Figure 3  Characterization of mitochondrial function in the control, glucotoxicity-exposed, and insulin-treated islet microvascular endothelial cell groups. A: Schematic representation of real-time mitochondrial respiration. The parameters of mitochondrial function were measured by kinetic oxygen consumption rate (OCR) analysis, starting from basal detection and after the injection of oligomycin (complex V inhibition), carbonyl cyanide 4-(trifluoromethoxy) phenylhydrazone (FCCP, maximal respiration induction), and rotenone/antimycin A mixture (electron transport chain inhibition).
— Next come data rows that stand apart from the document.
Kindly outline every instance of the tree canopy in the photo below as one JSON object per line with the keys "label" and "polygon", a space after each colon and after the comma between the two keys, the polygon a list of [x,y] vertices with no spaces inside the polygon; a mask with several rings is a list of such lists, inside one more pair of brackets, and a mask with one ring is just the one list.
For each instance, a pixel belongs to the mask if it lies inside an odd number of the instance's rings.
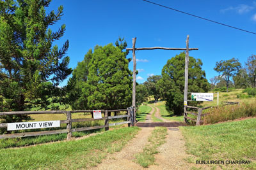
{"label": "tree canopy", "polygon": [[250,78],[250,81],[253,87],[256,87],[256,55],[252,55],[250,56],[247,59],[245,64]]}
{"label": "tree canopy", "polygon": [[[183,52],[169,59],[162,69],[162,78],[157,84],[162,97],[166,101],[166,109],[177,115],[183,113],[185,57]],[[189,57],[188,92],[209,90],[210,85],[205,71],[202,70],[202,64],[200,59]]]}
{"label": "tree canopy", "polygon": [[151,76],[147,78],[147,81],[144,82],[144,85],[147,87],[148,94],[154,96],[155,101],[157,101],[161,97],[160,93],[156,88],[156,83],[161,79],[161,76],[156,75]]}
{"label": "tree canopy", "polygon": [[241,68],[241,63],[237,59],[232,58],[227,60],[216,62],[214,68],[219,73],[226,81],[227,92],[228,92],[228,85],[230,83],[230,78],[236,75]]}
{"label": "tree canopy", "polygon": [[[59,109],[54,103],[63,101],[65,88],[60,82],[71,74],[67,40],[60,48],[52,43],[64,34],[65,25],[57,32],[49,26],[63,15],[45,13],[51,1],[0,1],[0,111]],[[5,117],[20,122],[28,117]]]}
{"label": "tree canopy", "polygon": [[81,93],[72,108],[115,110],[131,106],[132,73],[120,46],[96,46],[78,64],[73,76]]}

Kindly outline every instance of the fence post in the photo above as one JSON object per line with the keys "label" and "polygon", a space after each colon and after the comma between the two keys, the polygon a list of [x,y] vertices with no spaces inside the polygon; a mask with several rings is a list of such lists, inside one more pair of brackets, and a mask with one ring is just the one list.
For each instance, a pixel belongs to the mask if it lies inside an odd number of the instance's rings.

Non-mitochondrial respiration was directly measured. Basal respiration, ATP production, maximal respiration, proton leak, and mitochondrial spare respiratory capacity were then calculated according to the OCR curve; B: Representative kinetic curve of mitochondrial OCR in control, glucotoxicity-exposed islet microvascular endothelial cells (IMECs) (HG), and insulin-treated IMECs (HG + Ins) after sequential injection of oligomycin, FCCP, and rotenone/antimycin A; C: Representative kinetic curve of mitochondrial OCR in control and glucotoxicity-exposed IMECs (HG) after sequential injection of gradient FCCP concentrations; D: Representative kinetic curve of extracellular acidification rate (ECAR) after injection of oligomycin. The peak values of ECAR reflect the glycolytic capacity. The data are presented as the mean ± SEM, n = 4 for each group. OCR: Oxygen consumption rate; FCCP: Carbonyl cyanide 4-(trifluoromethoxy) phenylhydrazone; HG: High glucose; Ins: Insulin.